Implementing Simplified Technical English
ASD-STE100 Simplified Technical English is an international specification for the preparation of technical content in a controlled language. There is an overlap between STE, reading grade level and readability. This standard sets rules to govern compliance in the following ways:
- Sentences should be no more than 20 words (for procedural sentences) or 25 words (for descriptive sentences)
- Paragraphs should contain no more than six sentences
- Avoid any type of slang or jargon
- Use active voice; avoid passive voice
- Sequential steps should be written in separate sentences or as bullets rather than in one long run-on sentence
- Gerunds and present participles should be avoided
- Articles “a” and “the” should be used wherever possible
- Simple verb tenses are preferable (i.e., past, present, future)
- Any instructions should be as specific as possible to avoid ambiguity
A few examples of Simplified Technical English:
|Standard English||Simplified Technical English|
|All levers must be turned slowly in order to prevent strong steam jets which can damage both hose lines and components.||Turn all levers slowly to prevent strong jets of steam.|
Steam can damage hose lines and components.
|All levers must be closed manually.||Close all levers by hand.|
|Standing close to the levers when the system is under pressure is not recommended.||Do not stay near the levers, if the system is pressurized.|
|Eliminate all sharp edges.||Remove all sharp edges.|
To implement Simplified Technical English, JANA will utilize a content checker and correct items that violate the ASD-STE9100 standard.

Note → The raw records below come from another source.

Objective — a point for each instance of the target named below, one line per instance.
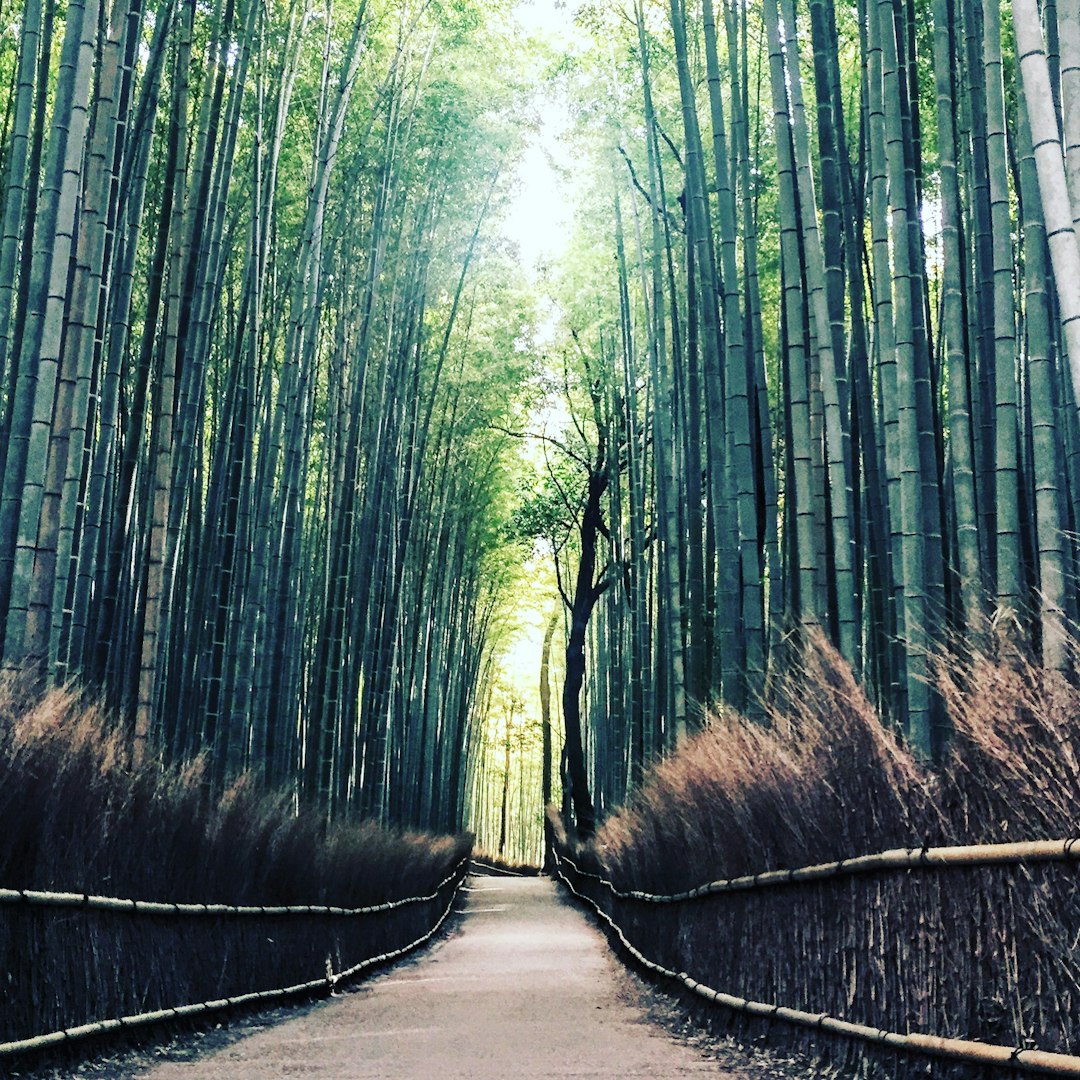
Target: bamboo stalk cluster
(945, 939)
(838, 350)
(247, 365)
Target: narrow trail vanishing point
(525, 986)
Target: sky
(538, 218)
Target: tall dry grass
(75, 817)
(980, 953)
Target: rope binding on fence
(1025, 1058)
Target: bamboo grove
(824, 309)
(252, 340)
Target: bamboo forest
(636, 441)
(297, 439)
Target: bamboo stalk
(90, 902)
(328, 981)
(973, 854)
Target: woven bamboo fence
(968, 954)
(134, 962)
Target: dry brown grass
(77, 818)
(984, 953)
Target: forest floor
(523, 985)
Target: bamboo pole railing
(973, 854)
(328, 981)
(92, 902)
(1023, 1058)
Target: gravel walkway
(523, 986)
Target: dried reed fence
(297, 906)
(954, 933)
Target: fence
(838, 894)
(132, 957)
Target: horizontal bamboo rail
(499, 869)
(973, 854)
(91, 902)
(328, 982)
(1041, 1062)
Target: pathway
(525, 986)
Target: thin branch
(541, 437)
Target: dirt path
(525, 986)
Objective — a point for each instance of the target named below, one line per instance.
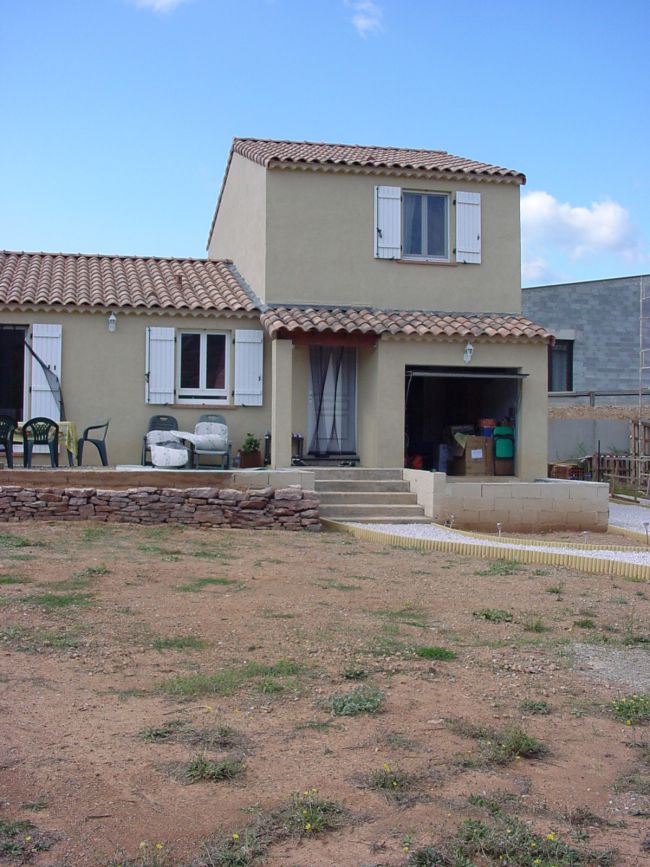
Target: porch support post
(281, 402)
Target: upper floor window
(560, 366)
(412, 225)
(425, 225)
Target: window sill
(444, 262)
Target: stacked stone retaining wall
(289, 508)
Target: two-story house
(374, 303)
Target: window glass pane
(216, 361)
(12, 355)
(436, 226)
(412, 225)
(190, 360)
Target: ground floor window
(12, 370)
(203, 365)
(560, 366)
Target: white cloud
(603, 227)
(159, 5)
(366, 16)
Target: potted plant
(249, 453)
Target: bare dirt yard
(173, 696)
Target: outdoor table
(67, 438)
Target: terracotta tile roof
(416, 323)
(122, 281)
(267, 152)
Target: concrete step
(356, 474)
(363, 512)
(366, 485)
(367, 497)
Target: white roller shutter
(159, 365)
(388, 222)
(249, 367)
(46, 343)
(468, 228)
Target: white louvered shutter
(249, 367)
(159, 366)
(468, 228)
(46, 343)
(388, 222)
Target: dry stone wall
(267, 508)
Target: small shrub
(439, 653)
(494, 615)
(363, 699)
(201, 768)
(632, 709)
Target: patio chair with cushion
(158, 432)
(98, 441)
(7, 428)
(211, 438)
(40, 431)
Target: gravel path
(432, 531)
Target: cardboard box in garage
(477, 459)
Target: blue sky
(118, 114)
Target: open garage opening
(449, 409)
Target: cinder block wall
(520, 507)
(602, 318)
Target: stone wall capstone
(267, 508)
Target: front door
(332, 400)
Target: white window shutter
(468, 228)
(46, 343)
(388, 222)
(249, 367)
(159, 369)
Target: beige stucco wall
(381, 396)
(240, 229)
(102, 375)
(320, 246)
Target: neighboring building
(598, 327)
(380, 303)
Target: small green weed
(355, 674)
(54, 601)
(8, 540)
(201, 583)
(21, 840)
(439, 653)
(202, 768)
(535, 624)
(494, 615)
(501, 567)
(531, 706)
(13, 579)
(391, 781)
(179, 642)
(363, 699)
(229, 680)
(632, 709)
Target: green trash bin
(504, 441)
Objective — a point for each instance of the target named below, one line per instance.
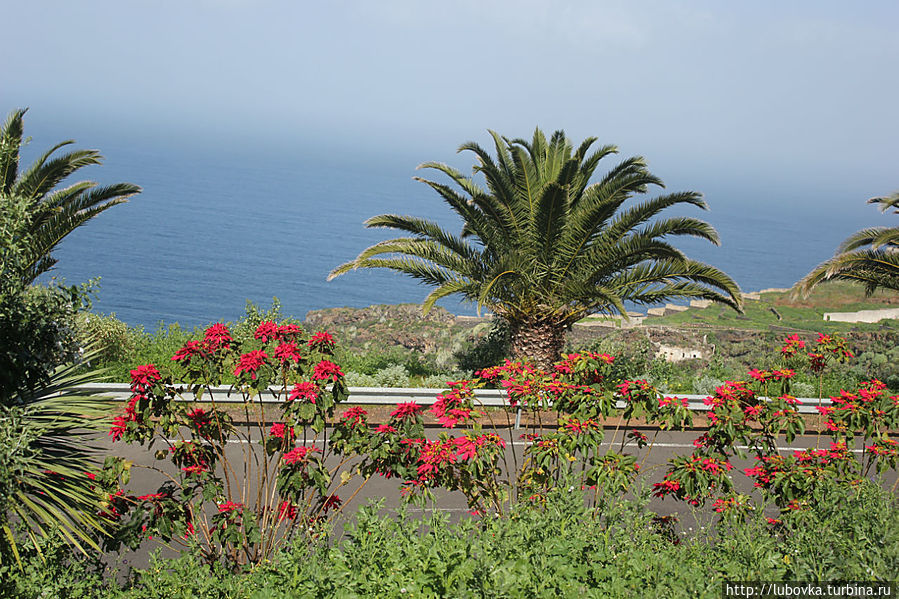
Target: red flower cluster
(305, 390)
(406, 410)
(664, 402)
(577, 427)
(200, 420)
(354, 417)
(635, 390)
(144, 377)
(250, 363)
(230, 506)
(764, 376)
(279, 429)
(884, 448)
(287, 511)
(299, 454)
(270, 331)
(266, 331)
(666, 487)
(454, 406)
(287, 352)
(435, 454)
(190, 350)
(217, 337)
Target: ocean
(214, 229)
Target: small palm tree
(54, 213)
(869, 257)
(542, 247)
(47, 448)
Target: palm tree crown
(869, 257)
(53, 213)
(541, 246)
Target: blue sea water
(216, 228)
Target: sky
(764, 94)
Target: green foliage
(113, 340)
(542, 247)
(52, 213)
(37, 322)
(37, 334)
(487, 350)
(47, 448)
(620, 549)
(869, 257)
(50, 569)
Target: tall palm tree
(869, 257)
(542, 247)
(54, 213)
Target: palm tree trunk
(539, 342)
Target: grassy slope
(800, 314)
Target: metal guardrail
(387, 396)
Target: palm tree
(54, 213)
(869, 257)
(542, 247)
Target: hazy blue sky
(796, 94)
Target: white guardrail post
(387, 396)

We typically provide the STE compliance score as received and as reworked at a document level, and can provide a ‘red-line’ version of the document so that the customer can see exactly what was changed in the process.
Words matter. Using words, sentence construction, grammar, and unambiguous terms improves reader comprehension and customer satisfaction. Improving the user experience should be a core goal of content creators.